I have no idea if covering this (fairly common) use case would be possible with static analysis, but it would be cool if possible.

elevatebart commented 2 years ago

It is possible with a little elbow grease. I am planning support for this and advanced typescript types for 5.0.

I know how to do it, I have no idea when it is going to be done.

It is progressing though. I am about to share the first RFC for a breaking change on advanced types (union, intersection, interfaces,... )

treardon17 commented 1 year ago

Curious if there has been any progress or plans for this? My use case is exactly as described above -- reusing props by spreading them in from another file. Mixins aren't an option because we're using script setup and the composition API. The docs are fantastic, and this would be a pretty awesome addition to make our docs more complete!

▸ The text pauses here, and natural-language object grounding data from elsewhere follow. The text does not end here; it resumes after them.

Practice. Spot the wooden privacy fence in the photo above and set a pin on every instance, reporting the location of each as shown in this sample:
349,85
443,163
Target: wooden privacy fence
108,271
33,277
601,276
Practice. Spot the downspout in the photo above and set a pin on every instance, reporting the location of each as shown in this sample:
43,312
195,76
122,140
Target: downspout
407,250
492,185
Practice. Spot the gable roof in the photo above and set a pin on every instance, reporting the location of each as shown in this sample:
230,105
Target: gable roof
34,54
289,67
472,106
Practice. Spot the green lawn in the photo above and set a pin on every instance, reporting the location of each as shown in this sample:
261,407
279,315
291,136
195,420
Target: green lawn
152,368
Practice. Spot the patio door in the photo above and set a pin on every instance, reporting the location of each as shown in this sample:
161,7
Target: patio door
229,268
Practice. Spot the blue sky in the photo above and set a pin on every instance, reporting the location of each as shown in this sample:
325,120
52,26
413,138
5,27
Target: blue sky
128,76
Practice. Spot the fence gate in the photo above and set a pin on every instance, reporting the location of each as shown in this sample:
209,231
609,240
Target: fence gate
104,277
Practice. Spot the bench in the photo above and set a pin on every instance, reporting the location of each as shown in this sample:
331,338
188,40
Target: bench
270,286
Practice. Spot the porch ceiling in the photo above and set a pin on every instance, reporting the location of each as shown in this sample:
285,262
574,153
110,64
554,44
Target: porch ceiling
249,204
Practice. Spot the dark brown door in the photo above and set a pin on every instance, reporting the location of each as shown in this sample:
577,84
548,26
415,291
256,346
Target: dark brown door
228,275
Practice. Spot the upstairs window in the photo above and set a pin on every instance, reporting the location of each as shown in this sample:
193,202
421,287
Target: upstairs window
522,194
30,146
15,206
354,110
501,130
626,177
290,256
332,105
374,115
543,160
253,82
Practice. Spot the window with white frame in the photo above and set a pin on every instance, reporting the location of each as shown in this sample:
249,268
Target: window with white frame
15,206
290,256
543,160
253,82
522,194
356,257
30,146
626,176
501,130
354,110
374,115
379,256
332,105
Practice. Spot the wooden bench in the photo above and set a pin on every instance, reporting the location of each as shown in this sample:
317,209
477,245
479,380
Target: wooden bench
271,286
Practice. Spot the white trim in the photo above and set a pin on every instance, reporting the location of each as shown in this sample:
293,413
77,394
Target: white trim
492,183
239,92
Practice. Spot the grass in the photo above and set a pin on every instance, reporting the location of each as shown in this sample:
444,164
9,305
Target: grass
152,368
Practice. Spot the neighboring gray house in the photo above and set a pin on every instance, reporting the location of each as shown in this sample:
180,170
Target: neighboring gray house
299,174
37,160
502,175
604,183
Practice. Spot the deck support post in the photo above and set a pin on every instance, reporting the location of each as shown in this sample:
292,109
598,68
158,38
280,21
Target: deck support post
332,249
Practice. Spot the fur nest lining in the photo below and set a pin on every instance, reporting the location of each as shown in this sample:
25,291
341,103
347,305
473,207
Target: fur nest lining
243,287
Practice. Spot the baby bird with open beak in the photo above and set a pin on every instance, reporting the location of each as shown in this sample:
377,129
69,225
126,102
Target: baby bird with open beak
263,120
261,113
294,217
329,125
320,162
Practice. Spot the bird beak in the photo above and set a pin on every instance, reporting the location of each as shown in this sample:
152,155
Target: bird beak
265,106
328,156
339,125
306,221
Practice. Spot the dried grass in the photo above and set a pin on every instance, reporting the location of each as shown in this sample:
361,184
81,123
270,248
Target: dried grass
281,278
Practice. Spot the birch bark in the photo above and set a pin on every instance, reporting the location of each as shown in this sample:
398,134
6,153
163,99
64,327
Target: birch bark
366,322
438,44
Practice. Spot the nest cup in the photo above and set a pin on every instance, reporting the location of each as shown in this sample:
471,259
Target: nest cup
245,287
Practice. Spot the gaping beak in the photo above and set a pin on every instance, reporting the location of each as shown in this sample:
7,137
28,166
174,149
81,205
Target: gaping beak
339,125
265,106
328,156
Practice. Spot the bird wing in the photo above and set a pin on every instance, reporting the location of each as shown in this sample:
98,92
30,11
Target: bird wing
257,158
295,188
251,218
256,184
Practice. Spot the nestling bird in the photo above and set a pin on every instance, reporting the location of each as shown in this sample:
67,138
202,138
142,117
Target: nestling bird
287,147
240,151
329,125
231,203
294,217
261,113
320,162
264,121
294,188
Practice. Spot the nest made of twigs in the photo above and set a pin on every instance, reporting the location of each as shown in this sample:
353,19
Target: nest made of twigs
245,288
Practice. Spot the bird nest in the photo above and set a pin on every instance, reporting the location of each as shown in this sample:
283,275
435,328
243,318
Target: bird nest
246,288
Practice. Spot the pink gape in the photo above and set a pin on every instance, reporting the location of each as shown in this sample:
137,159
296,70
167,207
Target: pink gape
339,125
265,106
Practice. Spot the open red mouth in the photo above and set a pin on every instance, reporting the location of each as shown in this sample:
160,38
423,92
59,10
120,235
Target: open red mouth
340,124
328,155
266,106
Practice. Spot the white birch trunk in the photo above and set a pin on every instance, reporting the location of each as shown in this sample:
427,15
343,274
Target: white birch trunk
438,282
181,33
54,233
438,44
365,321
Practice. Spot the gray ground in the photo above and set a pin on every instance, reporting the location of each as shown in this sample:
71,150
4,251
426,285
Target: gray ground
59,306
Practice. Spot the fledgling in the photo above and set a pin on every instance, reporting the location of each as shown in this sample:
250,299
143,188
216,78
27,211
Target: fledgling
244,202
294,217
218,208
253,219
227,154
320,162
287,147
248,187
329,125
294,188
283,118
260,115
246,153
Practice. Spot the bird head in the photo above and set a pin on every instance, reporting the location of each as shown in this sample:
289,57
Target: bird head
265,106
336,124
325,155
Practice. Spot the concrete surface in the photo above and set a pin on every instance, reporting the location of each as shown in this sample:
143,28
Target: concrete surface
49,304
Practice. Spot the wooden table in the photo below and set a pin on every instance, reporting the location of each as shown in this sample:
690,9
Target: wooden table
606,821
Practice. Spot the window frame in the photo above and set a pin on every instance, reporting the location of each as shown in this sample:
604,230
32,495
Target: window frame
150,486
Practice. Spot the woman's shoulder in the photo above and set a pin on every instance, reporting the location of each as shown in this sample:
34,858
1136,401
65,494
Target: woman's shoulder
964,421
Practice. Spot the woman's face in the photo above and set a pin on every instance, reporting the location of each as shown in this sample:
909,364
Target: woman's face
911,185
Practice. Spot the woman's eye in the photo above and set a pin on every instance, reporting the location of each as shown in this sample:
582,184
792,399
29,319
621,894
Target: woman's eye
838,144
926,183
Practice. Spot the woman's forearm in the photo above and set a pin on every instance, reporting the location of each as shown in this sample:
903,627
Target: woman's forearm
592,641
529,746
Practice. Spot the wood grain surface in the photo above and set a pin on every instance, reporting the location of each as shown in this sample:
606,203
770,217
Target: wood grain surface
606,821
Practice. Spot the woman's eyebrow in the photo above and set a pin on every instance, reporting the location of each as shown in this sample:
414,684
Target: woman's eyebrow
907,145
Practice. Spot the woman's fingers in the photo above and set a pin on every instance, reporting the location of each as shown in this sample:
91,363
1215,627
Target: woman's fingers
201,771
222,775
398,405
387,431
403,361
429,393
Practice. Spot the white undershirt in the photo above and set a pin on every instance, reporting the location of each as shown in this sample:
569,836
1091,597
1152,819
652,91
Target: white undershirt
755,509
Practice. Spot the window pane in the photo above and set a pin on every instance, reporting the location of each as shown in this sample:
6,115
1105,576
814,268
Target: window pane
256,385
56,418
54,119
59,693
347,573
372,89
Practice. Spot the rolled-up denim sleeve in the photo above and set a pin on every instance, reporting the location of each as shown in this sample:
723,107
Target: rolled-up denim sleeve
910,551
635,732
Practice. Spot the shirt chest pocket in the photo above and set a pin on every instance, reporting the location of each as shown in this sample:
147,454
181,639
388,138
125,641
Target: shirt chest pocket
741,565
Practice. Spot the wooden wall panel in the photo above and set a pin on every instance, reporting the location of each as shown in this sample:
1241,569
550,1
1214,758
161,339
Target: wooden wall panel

scramlo commented 1 year ago

I am here as well sharing props between components in Vue 3 on an enterprise app. We are investigating using Storybook or https://histoire.dev/ for component library. I used Storybook at my last company with Vue 2 and loved it. But, this might be a deal breaker šŸ˜¢ As stated earlier, it sounds like there is a lot of forks in the road when trying to execute and scan code and put it where it is meant to go in the storybook UI. Blessings on the journey!